Ziesite is a rare copper vanadate mineral typically found as a volcanic sublimates in fumarolic deposits. It is known for its distinctive yellow to orange color and often occurs as thin, platy crystals on volcanic rock surfaces.
Is this ziesite?
5-step field checkRun through these checks against the specimen in your hand. The more boxes tick, the more confident the ID.
- 1Test the hardnessTry to scratch ziesite with a known reference. Ziesite sits at Mohs 3 — softer than the next harder reference, harder than the previous one.
- 2Check the streakDrag the specimen across an unglazed porcelain plate. Ziesite leaves a yellow streak.
- 3Read the lusterHold the specimen under a strong light. Ziesite typically shows a vitreous luster.
- 4Match the color rangeCompare against the expected color range: yellow, orange, red-orange.
- 5Look at form & habitCrystal system: monoclinic. Typical habit: platy crystals, crusts.
Often confused with
Ziesite vs. its common look-alikes — and how to tell them apart in the field.
Often found alongside ziesite
Minerals reported to co-occur with ziesite.
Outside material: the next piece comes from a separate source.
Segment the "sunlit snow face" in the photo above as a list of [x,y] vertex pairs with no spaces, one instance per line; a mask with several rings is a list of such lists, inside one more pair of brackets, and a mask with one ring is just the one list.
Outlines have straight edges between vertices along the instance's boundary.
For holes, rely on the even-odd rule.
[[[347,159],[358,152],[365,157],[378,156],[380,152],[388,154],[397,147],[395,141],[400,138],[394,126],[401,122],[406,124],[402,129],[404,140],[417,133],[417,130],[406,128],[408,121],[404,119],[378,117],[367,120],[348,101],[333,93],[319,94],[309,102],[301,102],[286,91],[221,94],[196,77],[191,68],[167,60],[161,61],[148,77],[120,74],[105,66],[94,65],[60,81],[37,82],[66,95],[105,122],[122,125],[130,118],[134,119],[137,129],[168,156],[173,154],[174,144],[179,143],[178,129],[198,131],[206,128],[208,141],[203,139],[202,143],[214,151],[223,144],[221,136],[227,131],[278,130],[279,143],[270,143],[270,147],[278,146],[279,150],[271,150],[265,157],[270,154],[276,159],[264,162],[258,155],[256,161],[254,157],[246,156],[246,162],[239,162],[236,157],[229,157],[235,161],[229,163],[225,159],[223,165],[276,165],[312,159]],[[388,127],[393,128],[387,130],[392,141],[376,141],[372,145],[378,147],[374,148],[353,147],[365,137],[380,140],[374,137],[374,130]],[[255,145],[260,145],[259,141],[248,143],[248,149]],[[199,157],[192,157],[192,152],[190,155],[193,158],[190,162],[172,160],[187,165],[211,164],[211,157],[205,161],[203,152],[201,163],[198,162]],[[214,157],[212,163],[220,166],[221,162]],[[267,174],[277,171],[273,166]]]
Spotting these in float or country rock is a strong cue you are in the right ground.
All properties
- Chemical formula
- Cu₂V₂O₇
- Mohs hardness
- 3
- Density
- 3.84 g/cm³
- Colors
- Streak
- Yellow
- Luster
- Vitreous
- Transparency
- Translucent
- Crystal system
- Monoclinic
- Crystal habit
- Platy Crystals, Crusts
- Cleavage
- Perfect
- Rarity
- Rare
- Uses
- Collector
- Host rock
- Volcanic Fumaroles
- Typical price
- $50-300+ for micro-specimens
Where rockhounds find ziesite
Classic worldwide localities
- Izalco Volcano, El Salvador
Field-hunting tip
Look in volcanic fumaroles country — that is the host setting where ziesite typically forms. If you start seeing thenardite, vanthoffite, bloedite in float, you are in the right ground. Field specimens usually show a platy crystals, crusts habit, so train your eye for that shape before scanning the outcrop.